The Blue Jays have not played in Toronto since closing the 2019 season with an 8-3 win over Tampa Bay on Sept. 29.
Last year, the Blue Jays were forced into a nomadic existence south of the border after Canadian health officials barred teams from crossing the border.
On Monday, Canadian Prime Minister Justin Trudeau said his nation won't be rushed into reopening its border, which has been closed since the coronavirus pandemic began in March 2020. Canadians returning to their homeland are required to immediately spend 14 days in self-quarantine.
The Blue Jays are currently committed to playing in Buffalo through July 4, which closes a 10-game homestand. Toronto isn't scheduled to play a home game again until opening a three-game series against Texas on July 16.
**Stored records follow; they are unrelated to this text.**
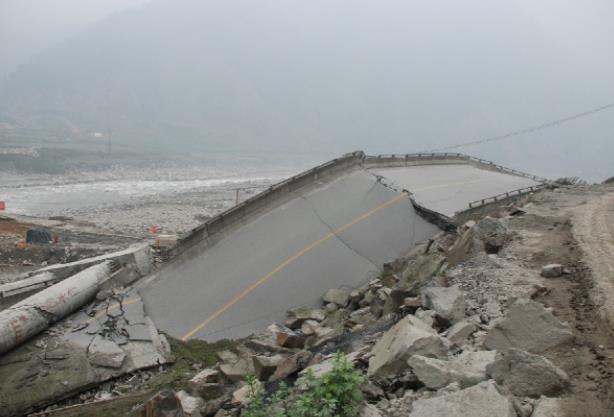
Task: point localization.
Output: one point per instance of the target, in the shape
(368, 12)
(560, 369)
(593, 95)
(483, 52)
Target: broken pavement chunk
(408, 337)
(447, 302)
(526, 374)
(529, 326)
(105, 353)
(483, 400)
One change from last year is the Blue Jays will be playing in front of fans in Buffalo after fans were barred from attending games. New York state is allowing about 6,600 fans -- representing 35% capacity -- to attend games with that number expanding to 45% in two weeks.
The Blue Jays expect to enjoy more of a home-field advantage in Buffalo, as opposed to Dunedin where their games attracted either neutral crowds or fans of the visiting teams. Many of the Blue Jays players, including slugger Vladimir Guerrero Jr., are familiar to Buffalo fans after having spent time playing for the Triple-A Bison.
Toronto (27-25) went 10-11 at Dunedin this year, after going 17-9 in Buffalo last season and clinching its first playoff spot since 2016.
Shapiro declined to place a timeframe on when the Blue Jays would have to commit to staying in Buffalo beyond July 4. He did suggest it would take up to three weeks for the team to relocate to Toronto should the Blue Jays receive government approval.
Shapiro declined to get into hypotheticals when asked whether the Blue Jays would return home if fans could not attend games by saying any option would be discussed among the team's staff and players.
"We want to get home. I think that's the overarching feeling, that desire to be back in Toronto. But it's hard to answer that hypothetical," Shapiro said.
He then chuckled when asked of the possibility of the team having to relocate a third time this year.
"We'd gladly endure hardship and burden to get home," Shapiro said.